Des cris des voisins en réanimation et machines aux allures d’engins de chantiers, de dinosaures revenus avec des becs de tractopelles et des pieds vérins hydrauliques qui fouaillent mon corps.
Un livreur de pizza pendant les heures persistantes de neurochirurgie et qu’il faut bien que le personnel mange.
J’étais la table, couverte d’un drap vert et les mains prenaient des parts rouge tomate avec des fils coulants et jaunes. Ma boîte crânienne le carton et ma face la pizza, je n’avais plus beaucoup de dents intactes dans ma mâchoire fracturée alors ça ne me donnais pas très faim.
La lumière au bout du tunnel de la cage d’escalier où les ascenseurs charriaient les formes oblongues des cercueils aux extrémités hexagonales. Vers le bas un vide terrifiant en abysses angoissants de ténèbres qui aspirent toute lumière.
A cet étage je restais longtemps dans une sorte de salle d’attente, espace en demi-tube entourant un côté de l’ascenseur. Un très jeune enfant jouait avec des cubes, à chaque fois que sa pile formait une structure assez haute il la renversait visiblement mécontent du résultat. Tout cela en silence et de nombreuses fois.
J’étais dans un couloir. Langue sèche comme du papier de verre, gorge sans salive, les yeux exorbités fixés sur la machine le long du tuyau sur mon bras. Une sorte d’oscilloscope sur une étagère roulante pour être au même niveau que mon brancard.
Et je souffrais intensément à l’intérieur de mon crâne.
Je pensais ma fin prochaine tellement la douleur enflait en moi. A ce moment passa un homme en blouse qui regarda l’appareil à mes côtés. Étonné il frappa un coup sonore l’appareil et les diodes, l’écran et vumètres de leur positions mortes reprirent du service comme s’allume soudain un arbre de Noël.
Ma vie revint avec le souvenir d’un autre monde.
Et d’autres mois et d’autres histoires vécues en rêves, s’estompèrent pendant les jours de mon réveil, de ma nouvelle naissance.
Venu au monde une seconde fois j’avais à réapprendre.
Parler quand mes cordes vocales froissées par l’intubation furent capable d’émettre des mots au lieu d’un souffle rauque.
Redresser mon buste de ma position allongée.
Me lever pour aller uriner aux toilettes.
Quitter le lit pour un fauteuil roulant.
Puis me remettre debout, faire chaque jour les exercices de rééducation pour marcher en claudiquant.
Apprendre à transférer le poids sur mes jambes aux os brisés et rafistolés sans trop de gêne.
Ces mois passèrent en un éclair rapide, chaque jour une nouvelle victoire.

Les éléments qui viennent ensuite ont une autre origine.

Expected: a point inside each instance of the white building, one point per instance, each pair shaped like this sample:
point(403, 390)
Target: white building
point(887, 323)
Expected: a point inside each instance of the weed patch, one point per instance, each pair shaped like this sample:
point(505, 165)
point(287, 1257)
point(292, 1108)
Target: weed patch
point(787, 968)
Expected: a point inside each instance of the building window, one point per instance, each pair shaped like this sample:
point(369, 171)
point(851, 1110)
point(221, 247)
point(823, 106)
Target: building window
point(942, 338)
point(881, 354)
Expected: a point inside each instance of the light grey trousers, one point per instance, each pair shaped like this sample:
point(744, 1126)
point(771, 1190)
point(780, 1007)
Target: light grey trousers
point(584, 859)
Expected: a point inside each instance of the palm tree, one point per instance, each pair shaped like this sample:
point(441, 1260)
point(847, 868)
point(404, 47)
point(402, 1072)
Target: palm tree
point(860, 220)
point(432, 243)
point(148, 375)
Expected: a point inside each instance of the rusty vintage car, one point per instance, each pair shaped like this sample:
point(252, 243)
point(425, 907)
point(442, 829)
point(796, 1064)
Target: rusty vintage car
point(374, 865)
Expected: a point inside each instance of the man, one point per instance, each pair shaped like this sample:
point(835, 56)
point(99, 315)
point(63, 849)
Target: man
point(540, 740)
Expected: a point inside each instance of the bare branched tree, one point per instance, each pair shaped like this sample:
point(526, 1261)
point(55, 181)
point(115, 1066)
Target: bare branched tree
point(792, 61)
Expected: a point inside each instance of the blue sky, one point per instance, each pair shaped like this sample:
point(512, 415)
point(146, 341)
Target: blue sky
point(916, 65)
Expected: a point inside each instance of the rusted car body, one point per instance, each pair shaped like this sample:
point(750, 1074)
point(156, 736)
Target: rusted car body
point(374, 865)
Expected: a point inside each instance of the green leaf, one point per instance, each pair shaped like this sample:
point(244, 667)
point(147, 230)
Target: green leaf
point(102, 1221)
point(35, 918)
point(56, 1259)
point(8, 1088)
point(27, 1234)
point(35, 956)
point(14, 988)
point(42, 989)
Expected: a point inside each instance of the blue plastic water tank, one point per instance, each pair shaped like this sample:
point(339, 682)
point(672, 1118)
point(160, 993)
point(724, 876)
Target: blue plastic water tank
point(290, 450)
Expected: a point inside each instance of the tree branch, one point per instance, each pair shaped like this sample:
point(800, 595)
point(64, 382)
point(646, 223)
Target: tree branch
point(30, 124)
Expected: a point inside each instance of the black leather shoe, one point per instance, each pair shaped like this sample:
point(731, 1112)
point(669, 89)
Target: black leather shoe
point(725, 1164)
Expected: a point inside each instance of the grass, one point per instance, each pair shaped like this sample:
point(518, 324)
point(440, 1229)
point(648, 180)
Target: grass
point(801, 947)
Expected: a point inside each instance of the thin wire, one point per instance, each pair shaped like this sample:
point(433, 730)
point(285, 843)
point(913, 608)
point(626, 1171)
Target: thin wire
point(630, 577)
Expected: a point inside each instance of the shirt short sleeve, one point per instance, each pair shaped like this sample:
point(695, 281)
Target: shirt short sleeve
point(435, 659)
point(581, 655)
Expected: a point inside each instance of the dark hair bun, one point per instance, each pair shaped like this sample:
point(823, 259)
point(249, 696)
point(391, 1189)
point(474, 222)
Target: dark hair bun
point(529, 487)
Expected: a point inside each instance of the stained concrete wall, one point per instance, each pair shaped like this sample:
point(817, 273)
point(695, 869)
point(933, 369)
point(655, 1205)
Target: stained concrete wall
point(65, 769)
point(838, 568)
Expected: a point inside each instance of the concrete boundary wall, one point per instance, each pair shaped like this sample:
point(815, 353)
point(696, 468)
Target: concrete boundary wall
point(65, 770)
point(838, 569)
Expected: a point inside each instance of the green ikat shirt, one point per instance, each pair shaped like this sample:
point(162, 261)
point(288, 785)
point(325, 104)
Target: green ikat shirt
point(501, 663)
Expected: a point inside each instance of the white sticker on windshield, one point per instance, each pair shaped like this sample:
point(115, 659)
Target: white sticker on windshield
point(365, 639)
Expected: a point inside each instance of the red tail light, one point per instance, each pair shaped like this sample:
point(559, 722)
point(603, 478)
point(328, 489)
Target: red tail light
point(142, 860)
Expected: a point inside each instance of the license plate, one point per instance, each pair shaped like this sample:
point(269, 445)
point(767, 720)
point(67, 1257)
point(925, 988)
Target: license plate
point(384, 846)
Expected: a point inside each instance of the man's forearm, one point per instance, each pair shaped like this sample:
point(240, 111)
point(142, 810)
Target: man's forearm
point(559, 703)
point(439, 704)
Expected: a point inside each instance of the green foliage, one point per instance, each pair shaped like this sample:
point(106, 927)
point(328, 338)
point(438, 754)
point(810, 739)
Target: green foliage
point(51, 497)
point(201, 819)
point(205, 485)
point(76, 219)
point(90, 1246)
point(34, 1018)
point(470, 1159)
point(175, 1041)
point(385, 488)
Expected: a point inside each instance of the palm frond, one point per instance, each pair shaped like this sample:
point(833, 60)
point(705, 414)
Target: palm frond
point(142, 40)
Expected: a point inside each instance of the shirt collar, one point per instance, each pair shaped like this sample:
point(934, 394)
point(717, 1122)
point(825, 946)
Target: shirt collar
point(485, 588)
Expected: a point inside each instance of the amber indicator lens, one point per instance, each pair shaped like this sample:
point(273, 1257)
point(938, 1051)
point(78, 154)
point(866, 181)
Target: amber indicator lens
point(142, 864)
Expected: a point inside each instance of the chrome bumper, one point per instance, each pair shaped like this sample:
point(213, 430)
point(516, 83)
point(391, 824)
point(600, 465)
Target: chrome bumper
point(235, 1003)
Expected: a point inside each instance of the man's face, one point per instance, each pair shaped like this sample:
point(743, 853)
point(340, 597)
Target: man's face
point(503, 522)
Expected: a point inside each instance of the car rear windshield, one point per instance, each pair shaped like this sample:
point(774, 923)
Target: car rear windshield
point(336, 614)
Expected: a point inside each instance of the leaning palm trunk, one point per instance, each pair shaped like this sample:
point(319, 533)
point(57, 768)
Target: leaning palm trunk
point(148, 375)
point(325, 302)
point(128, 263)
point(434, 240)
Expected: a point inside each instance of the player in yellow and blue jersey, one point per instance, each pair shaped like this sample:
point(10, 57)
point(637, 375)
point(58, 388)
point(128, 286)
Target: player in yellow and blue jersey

Par les soins prodigués par le personnel de trois hôpitaux public, compétences des médecins, sourire tantôt d’une jolie infirmière, la sympathie des aides-soignant(e)s, d’un oreiller relevé pour que je sois mieux installé, ma seconde vie commença à 21 ans. Merci à elles et eux.

Minoritaire

avatar 30/09/2022 @ 22:28:57
J'ai cru comprendre que ta vie était parsemée de problèmes médicaux, Magicité. Je suppose que cette belle chronique d'un retour à la vie en fait partie.